Post: O show do intervalo da Copa do Mundo: um espetáculo surreal que uniu o mundo em perplexidade

O show do intervalo da Copa do Mundo de 2026 uniu grandes artistas em um espetáculo surreal, gerando reações mistas entre os espectadores.
O show do intervalo da Copa do Mundo: um espetáculo surreal que uniu o mundo em perplexidade

O show do intervalo da Copa do Mundo de 2026, realizado no estádio de Nova Jersey, se destacou como um evento de produção impressionante, mas que gerou reações mistas entre os espectadores e críticos.
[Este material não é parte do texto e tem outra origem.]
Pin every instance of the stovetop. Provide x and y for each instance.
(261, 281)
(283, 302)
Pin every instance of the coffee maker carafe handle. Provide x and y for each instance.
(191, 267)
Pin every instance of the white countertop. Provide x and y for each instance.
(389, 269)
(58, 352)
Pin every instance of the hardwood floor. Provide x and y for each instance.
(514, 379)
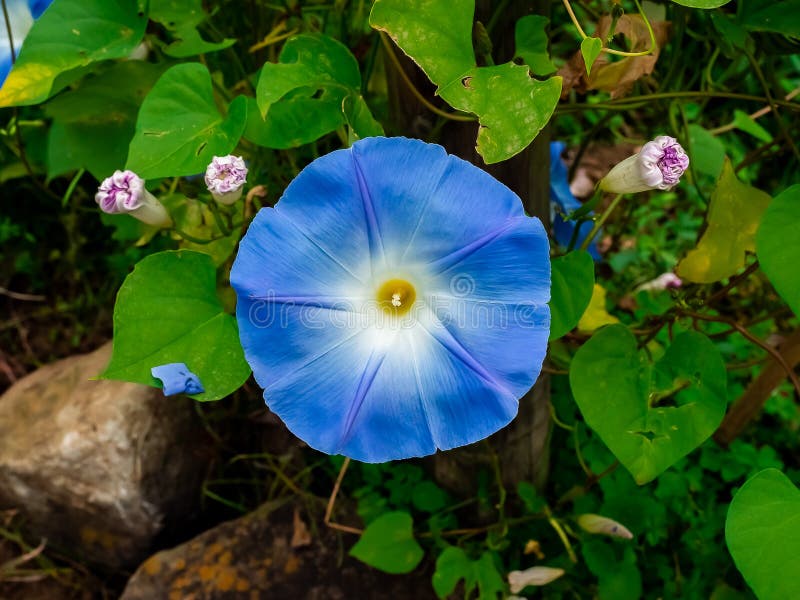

Com a participação de grandes nomes da música, como Madonna, Shakira, Justin Bieber e BTS, o espetáculo foi uma tentativa da FIFA de criar uma experiência memorável, embora tenha sido visto por alguns como uma americanização exagerada do futebol.

O ex-jogador Wayne Rooney, comentarista da BBC, não poupou críticas ao evento, chamando-o de “uma porcaria”. O show, que durou cerca de 11 minutos, foi inspirado nos shows do intervalo do Super Bowl, e seguiu um formato que muitos consideraram inadequado para o contexto esportivo. A FIFA, conhecida por sua pompa e circunstância, pareceu se distanciar da essência do futebol, em um evento que exigiu um intervalo de quase meia hora, muito além dos tradicionais 15 minutos.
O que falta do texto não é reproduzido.